Sauska Winery’s International Recognition Dramatizes Need For State Support To Winemaking In Hungary

  • 24 Sep 2013 9:00 AM
Sauska Winery’s International Recognition Dramatizes Need For State Support To Winemaking In Hungary
At the Decanter World Wine Awards 2013 contest Krisztián Sauska and his winery of Villány, Baranya county, has won a gold medal. In the category of Bordeaux wines, in the subcategory of wines costing more than 5 pounds, a blended wine called Sauska Cuvée 5 2009 received the highest possible award – the first time such an honor is conferred on a Hungarian winemaker.

As Decanter is a prestigious magazine of wine trade, Sauska’s accomplishment can perhaps boost the chances of other Hungarian winemakers.

Contest among upmarket Bordeaux blended red wines is always tough. This year the flagship of the Sauska Winery: Cuvée 5 2009 was the Hungarian entrant. It is a blend of Cuvée, Merlot, Cabernet Sauvignon and Cabernet Franc grapes. In 2009 hail and storms battered vineyards three times but grapes still matured.

Cuvée 5 2009 is characterized on the website of the Decanter World Wine Awards (DWWA) as follows: “Lovely black fruit definition to classy aromas of chocolate and minty tobacco. Very peppery with a good sweet, ripe middle, cassis and inky, iodine notes. Intense and velvety with supple, elegant tannins and a long finish.”

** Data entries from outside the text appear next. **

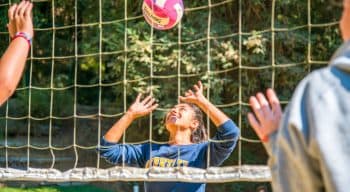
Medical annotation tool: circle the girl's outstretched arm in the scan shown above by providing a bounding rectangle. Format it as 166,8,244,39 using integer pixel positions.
104,94,158,143
179,81,230,127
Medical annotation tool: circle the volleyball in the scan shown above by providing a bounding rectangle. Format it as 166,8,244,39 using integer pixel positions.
142,0,184,30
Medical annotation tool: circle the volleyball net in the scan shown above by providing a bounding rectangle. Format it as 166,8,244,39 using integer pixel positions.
0,0,341,182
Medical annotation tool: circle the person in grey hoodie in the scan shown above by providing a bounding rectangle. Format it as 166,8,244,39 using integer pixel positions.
248,0,350,192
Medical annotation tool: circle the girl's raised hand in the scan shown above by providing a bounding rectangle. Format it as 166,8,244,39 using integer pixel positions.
127,93,158,119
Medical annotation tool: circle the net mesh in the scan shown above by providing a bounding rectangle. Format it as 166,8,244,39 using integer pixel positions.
0,0,341,182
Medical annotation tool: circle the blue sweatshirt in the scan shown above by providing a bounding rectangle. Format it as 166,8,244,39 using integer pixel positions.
98,120,239,192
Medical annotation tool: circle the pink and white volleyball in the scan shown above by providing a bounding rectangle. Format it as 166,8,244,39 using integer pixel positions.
142,0,184,30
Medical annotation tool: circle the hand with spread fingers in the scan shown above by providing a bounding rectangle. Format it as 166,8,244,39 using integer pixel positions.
248,89,282,142
7,0,34,38
127,94,158,119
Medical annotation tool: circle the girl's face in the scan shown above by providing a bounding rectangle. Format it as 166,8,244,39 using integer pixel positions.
165,103,199,132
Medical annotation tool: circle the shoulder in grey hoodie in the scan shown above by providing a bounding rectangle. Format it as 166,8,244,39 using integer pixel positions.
265,42,350,192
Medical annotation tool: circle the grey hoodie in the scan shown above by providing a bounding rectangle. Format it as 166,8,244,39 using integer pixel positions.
265,42,350,192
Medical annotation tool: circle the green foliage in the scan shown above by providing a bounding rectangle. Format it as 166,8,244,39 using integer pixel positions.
0,0,341,191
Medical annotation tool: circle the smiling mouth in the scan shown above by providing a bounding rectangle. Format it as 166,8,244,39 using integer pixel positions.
167,115,178,123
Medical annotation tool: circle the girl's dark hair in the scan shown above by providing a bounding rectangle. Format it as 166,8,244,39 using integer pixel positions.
186,103,208,143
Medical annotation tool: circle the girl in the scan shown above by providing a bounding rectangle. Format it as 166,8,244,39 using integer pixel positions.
98,82,239,192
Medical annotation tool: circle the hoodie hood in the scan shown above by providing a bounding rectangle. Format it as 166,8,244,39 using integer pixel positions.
330,41,350,72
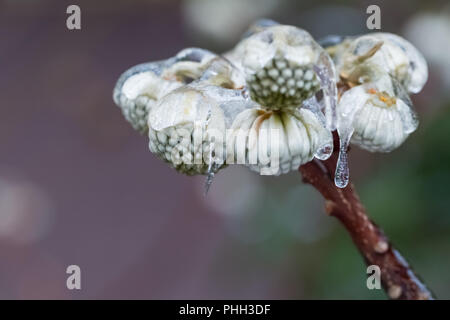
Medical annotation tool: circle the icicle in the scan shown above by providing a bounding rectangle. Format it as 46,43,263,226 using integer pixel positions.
205,143,216,196
302,96,333,160
314,143,333,160
334,86,368,188
314,52,337,131
334,129,353,188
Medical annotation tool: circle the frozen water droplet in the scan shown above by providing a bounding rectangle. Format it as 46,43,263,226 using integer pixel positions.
205,142,219,196
314,143,333,160
334,129,353,188
302,96,326,126
314,52,337,131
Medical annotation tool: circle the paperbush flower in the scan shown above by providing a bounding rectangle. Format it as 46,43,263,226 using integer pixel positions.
114,20,427,187
113,48,215,133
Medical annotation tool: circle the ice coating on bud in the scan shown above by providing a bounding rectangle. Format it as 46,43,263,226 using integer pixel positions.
338,76,418,152
148,86,229,175
227,108,333,175
327,32,428,93
227,23,337,117
113,48,216,133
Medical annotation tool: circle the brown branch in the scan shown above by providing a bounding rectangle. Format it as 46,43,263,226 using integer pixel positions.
299,133,433,300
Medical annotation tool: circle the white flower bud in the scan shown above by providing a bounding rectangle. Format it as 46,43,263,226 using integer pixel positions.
113,48,216,133
227,22,327,110
334,32,428,93
148,86,229,175
337,76,418,152
227,108,333,175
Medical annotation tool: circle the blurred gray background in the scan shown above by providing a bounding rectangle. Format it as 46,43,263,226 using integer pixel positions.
0,0,450,299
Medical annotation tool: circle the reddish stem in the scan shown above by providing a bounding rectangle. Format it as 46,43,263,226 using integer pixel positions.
299,133,433,300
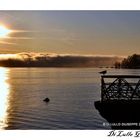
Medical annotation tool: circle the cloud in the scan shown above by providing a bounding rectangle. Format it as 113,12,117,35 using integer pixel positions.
0,52,123,67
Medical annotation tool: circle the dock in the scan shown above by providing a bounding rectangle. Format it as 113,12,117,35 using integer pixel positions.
101,75,140,102
94,74,140,129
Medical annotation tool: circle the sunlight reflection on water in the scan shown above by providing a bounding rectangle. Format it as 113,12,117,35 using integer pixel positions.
0,68,9,129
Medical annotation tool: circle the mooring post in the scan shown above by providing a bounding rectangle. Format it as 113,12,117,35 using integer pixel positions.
101,76,104,102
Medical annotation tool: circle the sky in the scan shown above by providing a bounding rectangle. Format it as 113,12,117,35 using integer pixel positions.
0,11,140,56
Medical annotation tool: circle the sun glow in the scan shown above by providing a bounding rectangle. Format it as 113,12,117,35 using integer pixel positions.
0,25,12,38
0,67,9,129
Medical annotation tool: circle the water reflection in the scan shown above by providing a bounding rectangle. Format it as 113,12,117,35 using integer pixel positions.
0,68,9,129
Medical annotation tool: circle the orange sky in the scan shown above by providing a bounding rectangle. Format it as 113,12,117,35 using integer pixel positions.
0,11,140,56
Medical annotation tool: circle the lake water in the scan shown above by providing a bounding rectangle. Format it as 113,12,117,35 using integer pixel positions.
0,68,140,130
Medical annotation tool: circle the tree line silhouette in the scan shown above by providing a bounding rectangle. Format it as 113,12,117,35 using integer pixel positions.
115,54,140,69
0,54,120,67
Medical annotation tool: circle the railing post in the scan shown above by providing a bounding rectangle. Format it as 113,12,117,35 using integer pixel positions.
101,76,104,102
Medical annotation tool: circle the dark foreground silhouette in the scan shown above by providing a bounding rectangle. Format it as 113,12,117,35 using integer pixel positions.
95,100,140,129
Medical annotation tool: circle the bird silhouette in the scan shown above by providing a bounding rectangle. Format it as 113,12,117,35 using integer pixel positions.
99,70,107,75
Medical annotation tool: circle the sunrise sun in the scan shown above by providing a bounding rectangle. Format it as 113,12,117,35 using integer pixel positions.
0,25,11,38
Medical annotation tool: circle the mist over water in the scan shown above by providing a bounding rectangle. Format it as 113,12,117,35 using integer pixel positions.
0,68,139,130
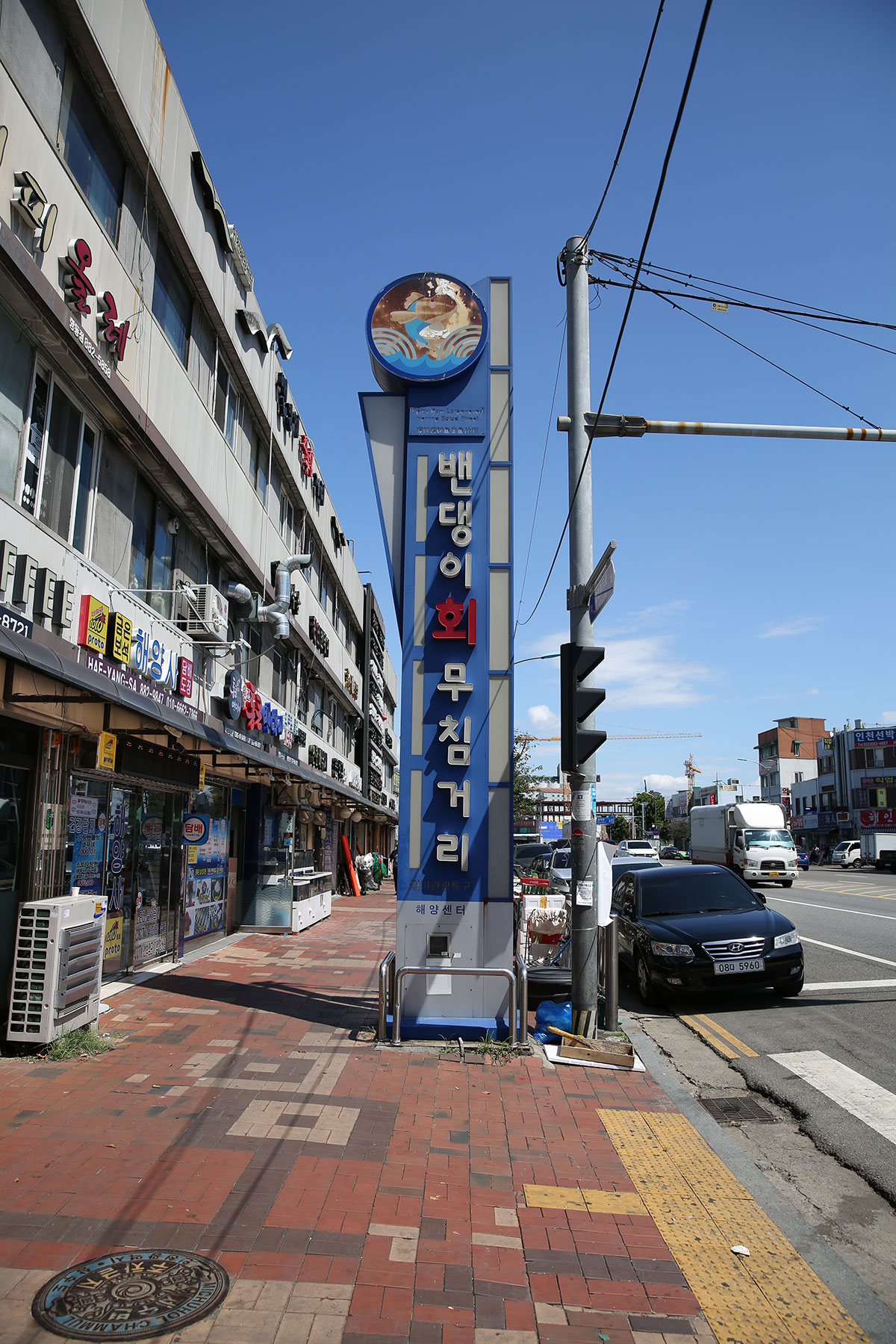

The Sauska Winery [http://sauska.hu/en/] had its first harvest of grapes in Villány in 2006. In 2007 one of their blended wines took a regional trophy of DWWA. Only winners of a regional medal may enter DWWA proper – which Krisztián Sauska calls the Oscar contest among wines. At DWWA wineries of the world compete in 32 categories. Sauska puts the number of Hungarian entrants to hundreds and some Hungarian wineries have already earned some appreciation.

Sauska’s winery took part in DWWA’s contest twice before. In recent decades wines from Chile, Australia, South Africa and the United States have been posing tough competition to wines from France and Italy in the category of expensive Bordeaux blended red wines.

Ildikó Markó, a winemaker in Sauska’s team in Villány, has told this paper that only 1900 bottles have been filled with Cuvée 5 2009, which means profit is not a dominant consideration in the case of this product. “Making such a wine involves an unending series of tasting, blending and analyses until the team finds it satisfactory,” she explains.

Krisztián Sauska emigrated from Hungary in 1970 to resettle in the United States. He learned English, graduated in engineering and found a job in the production of lamps. Nowadays he is sharing his time between the United States and Hungary and manages a winery each in Villány and Tokaj.

He has told this paper that “The gold medal of Cuvée 5 2009 has proved that Villány does have the climate and soil to make wines in the Bordeaux category reach world standard.” “We have a team of young, dedicated and apt people: estate manager Péter Pohl and winemakers László Latorczai and Ildikó Markó. This gold medal has put Villány and the rest of Hungarian winemaking on the map.”

There are several ways to success though. Take the example of Austrians: when they enter international contests, they focus on two types of grapes: Blaufränkisch (Kékfrankos) and Grüner Veltliner (Zöldtevelin), which have been fetching them praise for several years. In a similar manner Kadarka and Furmit can have bright prospects. The Tokaj winery of Sauska follows another route: they blend internationally acknowledged types with Hungarian grape types: Furmint, Lindenblättriger (Hárslevelű) and Muscat Blanc à Petits Grain (Sárgamuskotály). Cuvée 5 2009 has already won other prizes abroad.

We asked if this gold medal can increase demand for Hungarian wines abroad. Sauska told us that “As Decanter is perhaps the most widely read wine magazine in the world, this gold medal has perhaps earned us international recognition. When a foreigner buys a bottle of wine in Villány in the future, he will perhaps wonder if his bottle comes from the same vineyard as the medal-winning one, and that is a positive factor.”

Sauska says consumers in the United States know little of Hungary or Hungarian wines, apart from Tokay and Bull’s Blood of Eger (Egri Bikavér). “Our task now is to demonstrate to the Americans that we have several quality wines. Such a task is too big for winemakers alone. Let me mention the example of Austrians. Magazines of the winemaking industry in the United States regularly carry Austrian advertisements that advertise state-supported wine regions rather than individual wineries. Those advertisements describe the characteristics and beauties of local Austrian grape types. (Besides, Hungarians think that better wine can be made of Furmint than Grüner Veltliner.) Even if the Tokaj region has unique characteristics, winemakers cannot build their international image without state support,” Krisztián Sauska argues.